The Comedy Levy

Raising funds and expectations

Comedy keeps us going through joy, social connection, and cultural truth-telling. But ‘Comedy’ has never had the funding or institutional infrastructure that other major artforms receive. CRAFT is building that infrastructure. The Comedy Levy is one of the simplest ways to do it.

The Comedy Levy raises funds and invites and receives contributions, grants, sponsorship, donations, gifts and legacies, and to administer voluntary funding mechanisms, including but not limited to ticketing levies, voluntary point-of-sale donations and profit pledges.

As of launch, CRAFT is a Charitable Incorporated Organisation (CIO in formation) and can receive restricted or unrestricted funds, with gift aid.

Flowchart titled 'Craft Comedy Levy' showing various donation categories at the top, connected to 'Comedy Industry Support,' which branches into five areas: Artform, Community Health, Public Affairs, Standards, and Research.

Governance and transparency

CRAFT is a UK Charitable Incorporated Organisation (in formation), established for the public benefit.

As per UK Charity Commission requirements—and comedy industry transparency expectations—we will record with clear tracking so we can report what was raised and where it went.

Levy funds are managed with

  • trustee oversight and conflict-of-interest controls;

  • clear allocation criteria for grants and programmes; and

  • public reporting on what was raised, what was funded, and what impact was delivered.

We are building trust at scale—comedy needs transparency and legitimacy.

Where funds flow: CRAFT’s Five Pillars

CRAFT allocates levy funds through programmes and grants aligned to our Five Pillars, with published criteria and trustee oversight.

  • Talent & Grassroots Access: Removing barriers to participation, widening access, and supporting the next generation—especially those locked out by cost, geography, access (disability), or lack of networks.

  • Businesses & Community Delivery: Supporting the comedy industry professionals and businesses to thrive and innovate.

  • Professional Standards, Safety & Wellbeing: Raising standards, improving safeguarding and care, and supporting a healthier comedy ecosystem.

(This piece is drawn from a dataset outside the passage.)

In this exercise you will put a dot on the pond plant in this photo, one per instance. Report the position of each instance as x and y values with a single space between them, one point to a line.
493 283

This includes the CRAFT Certified Public Register Directory—so commissioners, venues, and the public can find verified, accountable professionals and businesses.

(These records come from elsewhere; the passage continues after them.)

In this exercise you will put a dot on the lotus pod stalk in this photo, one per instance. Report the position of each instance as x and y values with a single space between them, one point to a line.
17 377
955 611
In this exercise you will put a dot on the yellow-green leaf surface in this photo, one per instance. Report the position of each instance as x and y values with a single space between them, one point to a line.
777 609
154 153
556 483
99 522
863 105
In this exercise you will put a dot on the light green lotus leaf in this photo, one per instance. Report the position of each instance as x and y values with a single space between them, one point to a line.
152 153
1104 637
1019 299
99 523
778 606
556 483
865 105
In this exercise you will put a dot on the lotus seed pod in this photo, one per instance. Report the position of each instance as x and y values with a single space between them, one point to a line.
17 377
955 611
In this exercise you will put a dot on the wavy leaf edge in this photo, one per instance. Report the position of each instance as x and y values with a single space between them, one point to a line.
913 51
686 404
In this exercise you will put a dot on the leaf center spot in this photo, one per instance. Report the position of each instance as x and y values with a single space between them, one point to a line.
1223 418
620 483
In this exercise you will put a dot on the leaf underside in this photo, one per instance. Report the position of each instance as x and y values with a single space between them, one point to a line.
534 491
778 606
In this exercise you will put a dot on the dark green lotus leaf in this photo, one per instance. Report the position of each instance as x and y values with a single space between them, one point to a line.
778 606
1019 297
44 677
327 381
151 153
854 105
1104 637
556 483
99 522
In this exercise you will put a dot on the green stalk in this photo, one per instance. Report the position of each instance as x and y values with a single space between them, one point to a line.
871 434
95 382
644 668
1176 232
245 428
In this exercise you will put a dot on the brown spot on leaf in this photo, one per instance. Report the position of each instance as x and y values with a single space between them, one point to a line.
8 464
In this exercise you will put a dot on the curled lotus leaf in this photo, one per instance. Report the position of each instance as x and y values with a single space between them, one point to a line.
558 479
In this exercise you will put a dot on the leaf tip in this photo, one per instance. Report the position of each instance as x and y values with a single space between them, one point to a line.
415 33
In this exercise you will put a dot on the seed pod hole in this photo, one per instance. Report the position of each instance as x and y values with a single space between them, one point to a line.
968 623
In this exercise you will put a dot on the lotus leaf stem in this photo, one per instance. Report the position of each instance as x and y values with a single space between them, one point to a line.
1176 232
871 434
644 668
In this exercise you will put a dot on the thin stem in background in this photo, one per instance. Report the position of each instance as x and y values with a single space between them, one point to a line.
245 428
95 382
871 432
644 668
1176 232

  • Public Affairs, Artistic Freedom & Inclusion: Protecting lawful satire and social commentary, improving representation and inclusion, and ensuring comedy is recognised in policy, so the sector isn’t structurally excluded.

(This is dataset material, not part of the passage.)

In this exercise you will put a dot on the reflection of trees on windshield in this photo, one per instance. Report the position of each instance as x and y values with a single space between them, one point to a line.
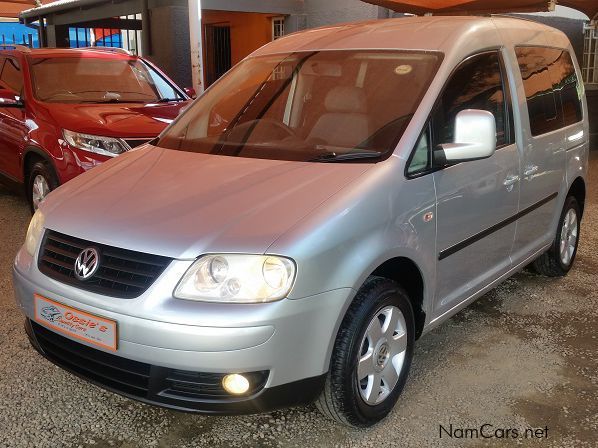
305 106
264 97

  • Research, Education & Innovation: Publishing evidence, running training and education, and building the research base that helps comedy attract investment and support—especially for creative health and public benefit delivery.

Fund distribution 

CRAFT is a UK charity, established for the public benefit. Our Charity Commission constitution includes the standard power to “do all such other lawful things as are necessary or incidental to achieving our charitable objects,” enabling us to deliver the Five Pillars in a practical, accountable way.

CRAFT is currently volunteer-run: the founding team of patrons, trustees, advisors, and observers are all working without pay while we establish core governance, transparency processes, and early delivery.

As funding grows: CRAFT intends to employ a separate team to manage and administer the charity, so as to maximise growth and meet the reporting, safeguarding, and compliance requirements expected of a national sector body.

  • Allocation method: Allocations are informed by sector consultation, evidence, and geographic/access gaps. We expect allocations to be set on an ad-hoc basis throughout the first 12 months of operation.

  • Funding types: Support may include micro-grants, bursaries, commissions, subsidised training, and pilot partnerships.

  • Eligibility: Open to comedy industry professionals and businesses operating across all formats, where comedy is the primary artform, including but not limited to live, broadcast, recorded, digital, writing and visual/illustrative comedy.

  • Decision process: Applications are assessed against published criteria with conflict-of-interest controls and proportionate due diligence.

  • Restricted/unrestricted: Restricted funds are ring-fenced to donor intent (e.g. £50k specifically to fund a Top 20 talent to attend Edinburgh Fringe). Unrestricted funds support general delivery and core infrastructure (e.g. £100k to support any format and pillar).

  • Reporting: We publish what was raised and funded, where it went, and what outcomes were delivered.